Was it an eye-opener, or was it a mirror, was it about self awareness or self empowerment , was it about learning how to be a teacher or about how to be a human being. Lying under the stars I thought to myself…. aren’t we just like these stars, that shine because of the light within. Just like each star needs the support of the clouds , the city lights to be low, the pollution levels to be low for it to be visible, the IAAT faculty is the support and the space to us today. The challenge is to find the light within regardless of this “space” and support. We need to overcome our fears whether it is a fear of heights or fear of being alone or fear of fire or simply the fear to express openly. I can now appreciate how critical it is to create that space for ourselves , for other, and for every child to express freely. We need to step out of our comfort zones aka our nice comfy beds and step into the world with kids that are easy to work with and kids that are not so easy to work with , aka into our sleeping bags in the harsh cold climate. Every activity seemed strange to be in a camp for being a teacher, but in hind sight it was highly appropriate. It was analogous to the barriers that we need to surpass.
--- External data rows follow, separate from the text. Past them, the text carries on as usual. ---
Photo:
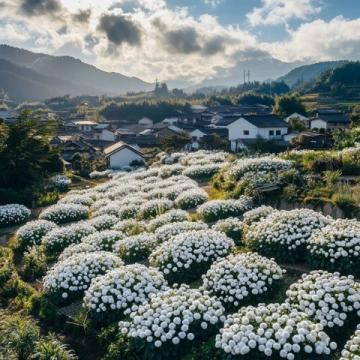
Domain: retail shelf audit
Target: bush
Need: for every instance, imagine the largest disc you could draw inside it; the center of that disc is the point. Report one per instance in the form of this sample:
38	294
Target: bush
284	235
336	247
188	316
68	279
189	255
13	214
64	213
191	199
242	278
221	209
135	248
274	331
119	292
32	233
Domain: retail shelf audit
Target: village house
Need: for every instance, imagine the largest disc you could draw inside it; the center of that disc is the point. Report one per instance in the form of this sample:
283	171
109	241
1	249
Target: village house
330	120
249	129
121	155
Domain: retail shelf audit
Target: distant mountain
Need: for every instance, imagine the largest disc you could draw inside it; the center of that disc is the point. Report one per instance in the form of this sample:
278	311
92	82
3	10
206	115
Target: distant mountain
262	69
63	75
307	73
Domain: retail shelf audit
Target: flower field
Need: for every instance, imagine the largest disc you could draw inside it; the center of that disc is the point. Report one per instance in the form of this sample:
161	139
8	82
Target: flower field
157	268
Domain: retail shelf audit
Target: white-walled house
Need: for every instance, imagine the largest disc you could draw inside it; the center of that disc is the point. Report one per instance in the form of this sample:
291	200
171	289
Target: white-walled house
146	122
249	129
304	119
121	155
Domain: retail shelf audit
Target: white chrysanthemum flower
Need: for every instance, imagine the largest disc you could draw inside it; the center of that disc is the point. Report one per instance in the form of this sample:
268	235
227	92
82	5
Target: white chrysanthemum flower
236	279
189	255
122	290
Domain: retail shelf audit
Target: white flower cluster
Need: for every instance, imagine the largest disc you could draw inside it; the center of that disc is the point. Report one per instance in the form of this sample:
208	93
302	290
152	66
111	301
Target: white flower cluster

The trip has personally taught me many many things some that I can articulate, some that I can only feel. I understand now that that life is a journey and it is a lot to do with how we live it and not what we accomplish in it. I thought I had accomplished a lot already and here I was who barely knew myself. I understand that I have to learn to be patient, not just wait for people to complete their turn but also to wait for people to complete their thoughts – to break barriers and not fear judgement – to walk on fire night after night without complaining or playing victim, rather take it in my own stride and enjoy every moment of it – to take charge of situations and make the bridge when I know that that is the call of the hour , that it is the task that I am committed to – to not fear failures and rappel down that rock even when there are eyes watching me, even when there is tremendous peer pressure – to not over commit and reach out for help when needed or to simply look at the starry night and feel gratitude .
The real challenge would be to inculcate all these and go from understanding these to making them habits, To think BEFORE every thought, to step carefully before every walk , to be awake every morning , to stop before a start and to start after every stop. To change a habit needs patience and we would be faced with more failures than successes. I have already failed a few times since the trip but again it is the 7km long trek up and down , I now have the courage to promise myself to try again. I will keep trying , there is nothing perfect, nothing fully complete, nothing all accomplished, there is always more to do, more to accomplish , more that I can try, more that the world needs, much much more that my country needs , a lot more that that one child needs who is left behind and I will keep trying.